8 Şubat 2025

Kamusal alanın kutupsallaşması: Kalamış Yat Limanı örneği

Fenerbahçe Kalamış Dayanışması IG hesabından ekran görüntüsü alınmıştır

Bugün Ayvalık Fabrika mekânında, Ayvalık Tabiat Platformu’nun davetiyle, benim de emekçileri arasında yer aldığım “Yaşayan Üreten Dönüşen Haliç” belgeselini izleyip, müştereklerimiz/kamusal alanların sermaye tarafından çitlenmesine karşı mücadeleler üzerine konuşacaktık.

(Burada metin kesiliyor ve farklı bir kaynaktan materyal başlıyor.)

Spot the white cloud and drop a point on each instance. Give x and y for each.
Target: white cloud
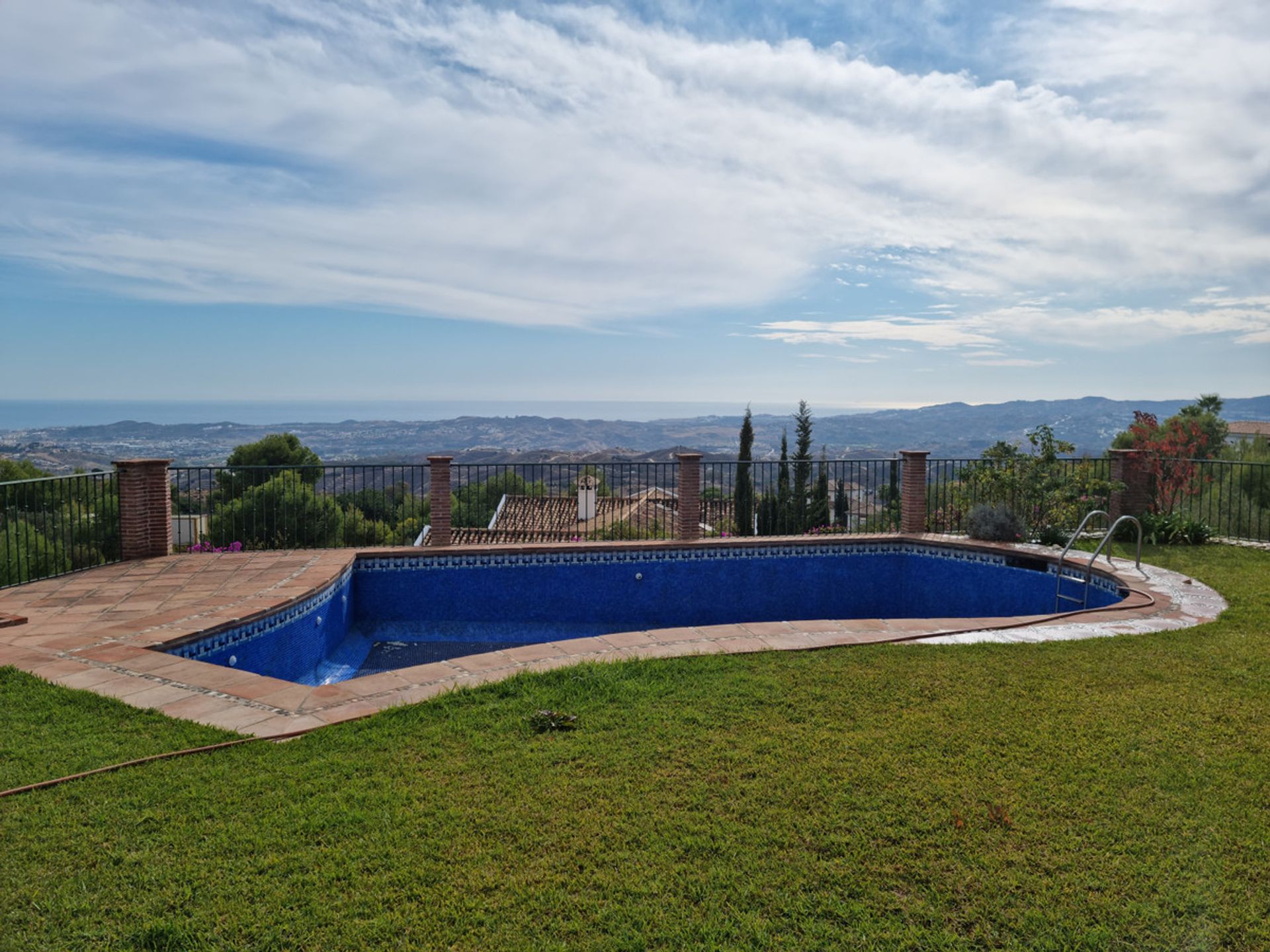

Ancak bağımsız bir kültür-sanat alanı olan Fabrika, komşu yapıdan sıçrayan bir yangın nedeniyle hasar gördüğü için etkinlik yerimiz değişmek zorunda kaldı.

Kartalkaya’daki yangını ve 6 Şubat depremlerinin etkilerini dert ettiğimiz şu günlerde, doğal ve yapılı çevrenin yıkımına yol açan bu tür sorunlar karşısında neler yapılabileceğimizi de mesele ediyoruz. Neyse ki, dayanışma duygularımızla birbirimize maddi, manevi destek olmaya çalışıyoruz ve Fabrika mekânının da bu duygularla bir an önce sahnesini açacağına inanıyoruz. Öte yandan dayanışmaların güçlenmesinin önüne set çeken, insanları birbirine karşı kutuplaştıran tutumlar da oluyor.

İktidar ve sermaye ilişkisinin sistemde rıza/arzu üreten gücünü biliyoruz. Peki bu güce karşı hegemonya üretmeye çalışan bizler daha başka neler yapabiliriz? Diğer bir deyişle, “nasıl yapmalı” sorusunu, sürekli sorunsallaştıran bir yerden gücümüzü nasıl arttırabiliriz?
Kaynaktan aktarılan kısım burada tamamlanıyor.